“The future is now”?


There’s no mystery about Washington Capitals general manager Brian MacLellan’s strategy for the next few seasons. Do anything and everything to win another cup in the Ovechkin era. I don’t think many would have a problem with that philosophy, at least not on the surface.

Digging a little deeper, the philosophy has been to choose to “reload” with experienced veterans instead of replenishing the roster with younger, developing players. Again, many are likely to agree with the thought process, at least initially. But in reality, this is starting to raise an eyebrow.

We have already seen the negative results of “The future is nowphilosophy (to borrow a term from former Washington Redskins/Commanders head coach George Allen). The Capitals opted to go with Zdeno Chara over Jonas Siegenthaler (later transferred to New Jersey) to make that all-in push for the 2020-21 season.

The decision also returned Martin Fehervary to the AHL for another season, having just completed the playoffs for the Capitals in the Toronto bubble. He was ready for the NHL and discouraged by the setback.

I don’t think many would disagree that the Capitals would be better off at this point if they hadn’t made the decision to sign the well-aged Chara because Siegenthaler has become one of the best defenders of the league. One could also argue that the Capitals might be in a better position to win a cup right now (2022-23 season) if they bide their time with Siegenthaler and let Fehervary play.

Rather than reloading with veterans every offseason since 2018, it might have been a more successful strategy to stick with a few of their younger players. They may have missed the playoffs or been knocked out in the first round for a season or two, but they might be better placed for another cup run today.

It’s all “hindsight is 20-20” right now…or is it?

The Capitals have returned four straight first-round outings under the “Future Is Now Philosophy. However, there is still time in the Ovechkin era to go for the younger options and perhaps be better positioned in a year or two. In MacLellan’s defense, he brought a younger slice of veteran experience to this year’s veteran reload.

All signs point to the Capitals continuing with the ethos of entering training camp this year. The Capitals once again seem intent on going with experience (Marcus Johansson, Lars Eller, etc.). Unfortunately, this may mean additional endings for one or more prospects in Washington, most of which are not fully developed.

Will we talk about the decision to keep Marcus Johansson and waive Brett Leason in the coming months? Will we debate the decision to keep Lars Eller and waive Joe Snively in the same time frame? It is certainly possible. And how will the team be positioned next August following these decisions?

Don’t get me wrong, there is a risk in deciding to go with the young rather than the experience. It’s very possible that the youngsters will never reach their intended potential, and therefore, the Capitals might not be better off in two years (Still in the Ovechkin era) to win a cup. But again, four consecutive first-round outings is a tough stop sign for me as far as current philosophies go. What do they say about the definition of insanity?

I guess we should also go back to the mantra of winning another cup in the Ovechkin era. The idea is usually disguised as trying to win another cup with “the current group of players”, but make no mistake, “the current group of players” is code for “Alex Ovechkin”. And it’s certainly ok to set it that way, but it changes the general settings.

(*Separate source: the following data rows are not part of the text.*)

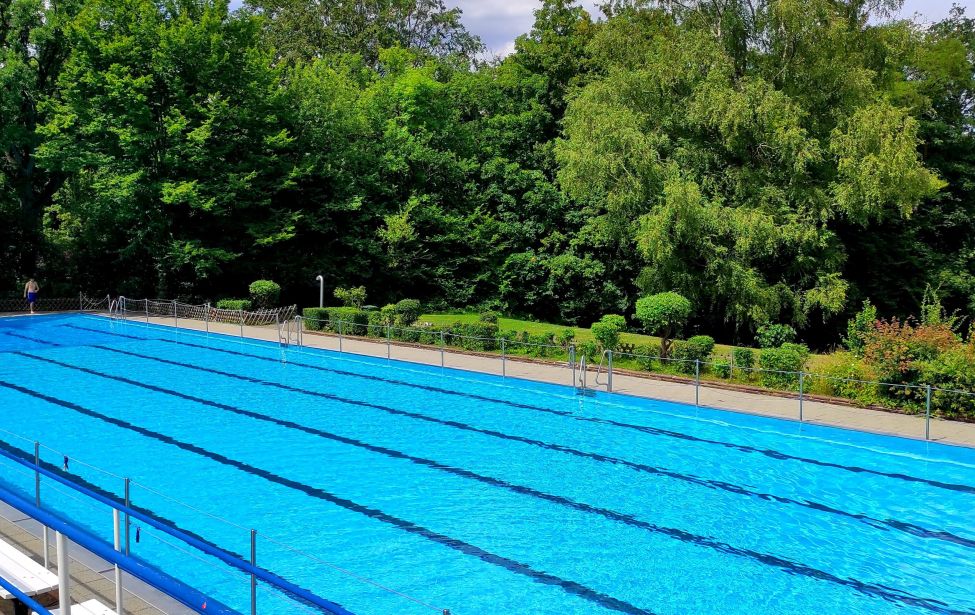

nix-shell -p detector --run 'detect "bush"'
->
[217,299,252,312]
[396,299,421,327]
[731,348,755,377]
[634,292,692,358]
[674,335,714,374]
[555,329,576,348]
[590,314,626,350]
[333,286,366,309]
[477,311,501,324]
[247,280,281,310]
[755,325,796,348]
[301,308,329,331]
[325,307,369,335]
[758,344,809,388]
[843,300,877,357]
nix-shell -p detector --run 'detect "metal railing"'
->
[294,317,975,440]
[0,429,450,615]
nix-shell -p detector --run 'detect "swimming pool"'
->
[0,315,975,615]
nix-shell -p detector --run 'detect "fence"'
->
[0,429,450,615]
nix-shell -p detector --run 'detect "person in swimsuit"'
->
[24,278,41,314]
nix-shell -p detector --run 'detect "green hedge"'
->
[217,299,252,312]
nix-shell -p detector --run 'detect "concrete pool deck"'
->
[93,316,975,448]
[0,502,195,615]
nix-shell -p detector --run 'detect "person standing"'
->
[24,278,41,314]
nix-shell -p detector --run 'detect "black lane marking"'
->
[59,324,975,493]
[16,352,971,615]
[68,346,975,548]
[14,330,975,548]
[0,380,656,615]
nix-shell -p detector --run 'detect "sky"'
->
[230,0,975,56]
[446,0,975,55]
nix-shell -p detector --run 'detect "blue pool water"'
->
[0,315,975,615]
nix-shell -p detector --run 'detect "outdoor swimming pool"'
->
[0,315,975,615]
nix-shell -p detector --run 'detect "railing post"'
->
[112,508,124,615]
[54,532,71,612]
[251,530,257,615]
[799,372,806,423]
[569,344,576,387]
[125,478,132,555]
[924,384,931,440]
[694,359,701,406]
[34,442,51,570]
[501,337,508,378]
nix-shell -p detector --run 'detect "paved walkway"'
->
[112,317,975,447]
[0,503,193,615]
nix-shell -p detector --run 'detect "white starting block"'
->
[31,598,115,615]
[0,540,58,612]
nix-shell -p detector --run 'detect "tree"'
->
[634,292,692,358]
[245,0,482,66]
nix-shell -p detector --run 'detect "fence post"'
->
[924,384,931,440]
[569,344,576,387]
[799,372,806,423]
[54,532,71,612]
[112,508,123,615]
[251,530,257,615]
[34,442,51,570]
[125,478,132,555]
[694,359,701,406]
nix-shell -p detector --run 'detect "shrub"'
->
[843,299,877,357]
[325,307,369,335]
[731,348,755,376]
[755,325,796,348]
[555,329,576,348]
[674,335,714,374]
[634,292,692,358]
[590,314,626,350]
[217,299,252,312]
[301,308,329,331]
[758,344,809,388]
[478,311,501,324]
[333,286,366,309]
[396,299,421,327]
[247,280,281,310]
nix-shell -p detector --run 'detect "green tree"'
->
[634,292,692,358]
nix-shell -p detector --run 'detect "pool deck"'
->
[0,502,194,615]
[95,316,975,448]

Some might say that injury, surgery and the somewhat dire forecast for Nicklas Backstrom has already signaled that times are changing. The “core players” no longer really exist. Or is it evolving?

By Jon Sorensen

About Jon Sorensen

Jon has been a Caps fan since day one, attending his first game at the Capital Center in 1974. His interest in the Caps grew over the decades, including being a season ticket holder. He was a reporter covering the team for over 10 years, focusing primarily on analysis, analysis and lead development.